Oh my code!

On attendait beaucoup des QR codes en bibliothèque. Mais jusqu’ici les résultats n’ont pas été à la hauteur des attentes: chasses au trésor (de QR code en QR code), informations pratiques, renvois vers des critiques de livres ou vers le catalogue… En réalité les usages sont tellement confidentiels qu’ils découragent les professionnels. 

Pourtant, en dehors des bibliothèques, smartphones et QR codes prolifèrent.

Qu’avons-nous donc raté? 

Il faut bien garder à l’esprit que l’intérêt du QR code est de pouvoir établir un lien permanent et physique vers une information numérique qui change régulièrement.

Expliquons-nous. Avec l’instauration des journaux gratuits dans les transports en commun, les usagers ont pris l’habitude de lire les nouvelles pendant leurs déplacements. Pourquoi alors la bibliothèque ne leur proposerait-elle pas, sur chaque abribus ou arrêt de tramway, un QR code unique renvoyant vers (au choix):

- une revue de presse récapitulant l’actualité de la semaine. 

- une série de courts-métrages pour courts trajets.

- l’oeuvre d’art de la semaine accompagnée de quelques mots d’explication. Ce cliché proviendrait de la collection de musées locaux afin de les valoriser. 

En somme, un seul QR code à flasher en attendant son bus pour avoir accès à des contenus brefs, adaptés à des trajets courts et constamment renouvelés. 

La lecture des quotidiens gratuits offre à l’usager un flux d’actualités chaudes et continues, tandis que la revue de presse des bibliothécaires lui permet de faire le point sur les principaux événements de la semaine. C’est dans la sélection de l’information par le bibliothécaire que réside la valeur ajoutée du service. 

Ce QR code à flasher sera accompagné d’un mode d’emploi très succint (mentionnant la bibliothèque comme auteur, expliquant le contenu proposé et son renouvellement hebdomadaire). La cible reste ici les usagers déjà aguerris à ce type de pratiques, essentiellement les adolescents. Ce n’est en effet pas en quelques mots sous un abribus qu’on convertira les publics non familiers de cette technologie à son emploi!

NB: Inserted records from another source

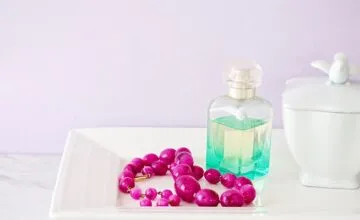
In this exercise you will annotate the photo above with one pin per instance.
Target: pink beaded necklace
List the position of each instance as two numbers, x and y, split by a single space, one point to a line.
180 163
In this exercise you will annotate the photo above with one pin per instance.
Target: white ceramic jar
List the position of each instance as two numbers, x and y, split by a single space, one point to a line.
322 125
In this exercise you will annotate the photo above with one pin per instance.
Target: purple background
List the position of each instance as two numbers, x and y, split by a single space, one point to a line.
80 63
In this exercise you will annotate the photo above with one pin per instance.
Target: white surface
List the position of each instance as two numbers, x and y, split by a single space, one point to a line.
326 147
86 187
314 94
340 69
26 183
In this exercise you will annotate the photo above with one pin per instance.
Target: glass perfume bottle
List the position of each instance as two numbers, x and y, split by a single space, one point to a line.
239 125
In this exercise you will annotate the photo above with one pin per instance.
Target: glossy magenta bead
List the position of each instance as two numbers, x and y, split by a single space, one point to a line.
126 184
174 200
126 173
186 187
166 194
182 149
162 202
138 164
148 171
168 155
151 193
248 192
180 170
241 181
228 180
145 202
231 198
130 168
171 166
159 168
212 176
149 159
135 193
206 197
198 172
184 158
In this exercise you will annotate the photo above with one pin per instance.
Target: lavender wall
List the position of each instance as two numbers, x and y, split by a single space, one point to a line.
80 63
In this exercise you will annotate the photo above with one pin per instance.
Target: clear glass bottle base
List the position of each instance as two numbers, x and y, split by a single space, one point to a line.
241 147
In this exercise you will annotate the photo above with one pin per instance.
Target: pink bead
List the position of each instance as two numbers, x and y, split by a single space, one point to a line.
126 184
186 187
130 168
174 200
184 158
181 169
145 202
171 166
126 173
182 149
248 192
166 194
159 168
212 176
135 193
151 193
231 198
228 180
138 164
206 197
162 202
148 171
241 181
198 172
149 159
168 155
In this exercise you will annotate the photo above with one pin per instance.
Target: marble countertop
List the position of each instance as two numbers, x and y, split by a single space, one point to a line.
26 184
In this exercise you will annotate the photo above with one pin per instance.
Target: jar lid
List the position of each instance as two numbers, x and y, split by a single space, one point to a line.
335 93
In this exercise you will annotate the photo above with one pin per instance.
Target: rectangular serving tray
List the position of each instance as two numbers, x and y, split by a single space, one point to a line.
86 186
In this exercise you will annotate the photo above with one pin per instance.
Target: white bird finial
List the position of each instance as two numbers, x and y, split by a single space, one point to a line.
339 70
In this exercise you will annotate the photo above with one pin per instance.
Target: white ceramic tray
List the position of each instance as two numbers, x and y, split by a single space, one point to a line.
86 187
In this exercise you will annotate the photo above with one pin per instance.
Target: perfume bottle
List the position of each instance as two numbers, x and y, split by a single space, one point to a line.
239 125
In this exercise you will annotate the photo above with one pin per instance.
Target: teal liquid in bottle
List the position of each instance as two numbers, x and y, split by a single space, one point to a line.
239 129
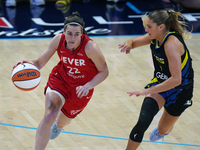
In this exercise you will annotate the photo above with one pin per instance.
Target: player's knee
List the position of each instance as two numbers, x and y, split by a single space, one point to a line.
51 111
61 124
148 111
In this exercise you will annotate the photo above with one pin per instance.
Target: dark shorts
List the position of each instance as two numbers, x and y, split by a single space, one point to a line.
177 100
72 105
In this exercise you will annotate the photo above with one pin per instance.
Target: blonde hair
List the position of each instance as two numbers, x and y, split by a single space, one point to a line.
171 20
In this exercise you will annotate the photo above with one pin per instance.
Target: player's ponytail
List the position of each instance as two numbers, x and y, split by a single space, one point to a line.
173 21
75 20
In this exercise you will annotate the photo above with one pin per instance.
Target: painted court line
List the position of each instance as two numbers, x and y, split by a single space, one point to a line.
101 136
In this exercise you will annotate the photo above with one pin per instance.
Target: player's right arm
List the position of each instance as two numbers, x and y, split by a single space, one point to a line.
133 43
46 55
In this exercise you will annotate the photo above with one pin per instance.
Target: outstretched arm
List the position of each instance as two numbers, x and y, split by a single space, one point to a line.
46 55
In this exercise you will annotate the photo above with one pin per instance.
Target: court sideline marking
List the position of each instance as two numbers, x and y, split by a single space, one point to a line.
101 136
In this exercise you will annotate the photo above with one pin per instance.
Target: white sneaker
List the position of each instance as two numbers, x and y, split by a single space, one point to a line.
37 2
10 3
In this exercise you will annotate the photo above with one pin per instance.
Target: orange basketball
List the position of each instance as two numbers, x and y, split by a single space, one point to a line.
26 77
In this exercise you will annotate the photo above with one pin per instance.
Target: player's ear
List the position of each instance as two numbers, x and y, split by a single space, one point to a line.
161 27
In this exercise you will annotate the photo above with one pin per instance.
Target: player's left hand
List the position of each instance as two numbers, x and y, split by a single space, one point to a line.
138 93
82 91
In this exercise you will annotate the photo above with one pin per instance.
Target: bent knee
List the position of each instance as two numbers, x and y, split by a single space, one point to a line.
163 130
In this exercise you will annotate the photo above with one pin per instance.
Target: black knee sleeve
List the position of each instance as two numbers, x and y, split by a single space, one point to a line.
148 111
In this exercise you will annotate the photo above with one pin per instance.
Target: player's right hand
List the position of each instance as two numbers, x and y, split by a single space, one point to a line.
124 48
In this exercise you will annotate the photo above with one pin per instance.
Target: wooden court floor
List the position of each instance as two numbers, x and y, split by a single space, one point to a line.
106 122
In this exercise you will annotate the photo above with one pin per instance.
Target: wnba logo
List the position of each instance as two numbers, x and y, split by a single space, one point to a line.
27 74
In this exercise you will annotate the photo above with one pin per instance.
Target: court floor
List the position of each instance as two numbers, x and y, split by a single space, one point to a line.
106 122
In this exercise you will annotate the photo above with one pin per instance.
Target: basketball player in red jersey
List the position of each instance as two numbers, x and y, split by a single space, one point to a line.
70 85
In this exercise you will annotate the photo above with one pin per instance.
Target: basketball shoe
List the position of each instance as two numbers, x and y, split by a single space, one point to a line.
155 135
55 131
37 2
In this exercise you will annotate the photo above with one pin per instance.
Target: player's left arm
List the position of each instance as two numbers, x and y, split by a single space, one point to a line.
93 52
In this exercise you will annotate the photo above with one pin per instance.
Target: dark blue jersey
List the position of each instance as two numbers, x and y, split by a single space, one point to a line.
161 65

Dans un autre ordre d’idées, le QR code peut être l’occasion de faciliter la vie de l’usager au quotidien. Imprimé systématiquement sur les cartes des usagers, il leur permet, une fois flashé, d’avoir directement accès à leur compte de lecteur sur leur téléphone sans avoir à ouvrir leur ordinateur, à se connecter au site de la bibliothèque, à entrer leur login et leur mot de passe… qu’ils ont forcément oubliés! (Attention à avoir une version mobile du site pour une lecture optimale). 

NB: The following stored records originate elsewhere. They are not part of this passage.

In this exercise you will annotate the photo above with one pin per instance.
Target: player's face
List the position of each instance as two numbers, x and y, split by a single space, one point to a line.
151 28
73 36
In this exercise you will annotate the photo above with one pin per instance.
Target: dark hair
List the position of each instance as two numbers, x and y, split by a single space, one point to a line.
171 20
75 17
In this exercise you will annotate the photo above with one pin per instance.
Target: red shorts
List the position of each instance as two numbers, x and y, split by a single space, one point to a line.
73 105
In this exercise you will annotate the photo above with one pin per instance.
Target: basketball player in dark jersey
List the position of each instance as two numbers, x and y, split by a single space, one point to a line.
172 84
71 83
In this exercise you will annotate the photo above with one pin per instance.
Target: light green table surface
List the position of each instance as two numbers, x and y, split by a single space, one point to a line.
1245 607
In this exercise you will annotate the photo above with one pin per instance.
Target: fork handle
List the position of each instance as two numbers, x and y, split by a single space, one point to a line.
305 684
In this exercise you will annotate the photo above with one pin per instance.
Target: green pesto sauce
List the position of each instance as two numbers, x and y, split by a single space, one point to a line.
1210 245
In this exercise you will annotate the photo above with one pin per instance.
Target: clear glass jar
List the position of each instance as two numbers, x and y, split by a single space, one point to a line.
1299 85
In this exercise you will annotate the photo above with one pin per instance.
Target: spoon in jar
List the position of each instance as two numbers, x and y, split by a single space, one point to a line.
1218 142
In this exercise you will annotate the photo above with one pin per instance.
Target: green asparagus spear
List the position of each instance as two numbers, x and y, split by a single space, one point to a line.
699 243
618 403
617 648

Enfin, en guise de conclusion, le QR code peut être ponctuellement employé dans certaines expositions. Imaginons, par exemple, que l’oeuvre The Destroyed Room de Jeff Wall soit présentée au public. L’artiste a élaboré la composition de sa photographie en s’inspirant de La Mort de Sardanapale de Delacroix. Un QR code peut donc permettre au visiteur d’avoir sous les yeux une référence qu’il n’a pas nécessairement en tête.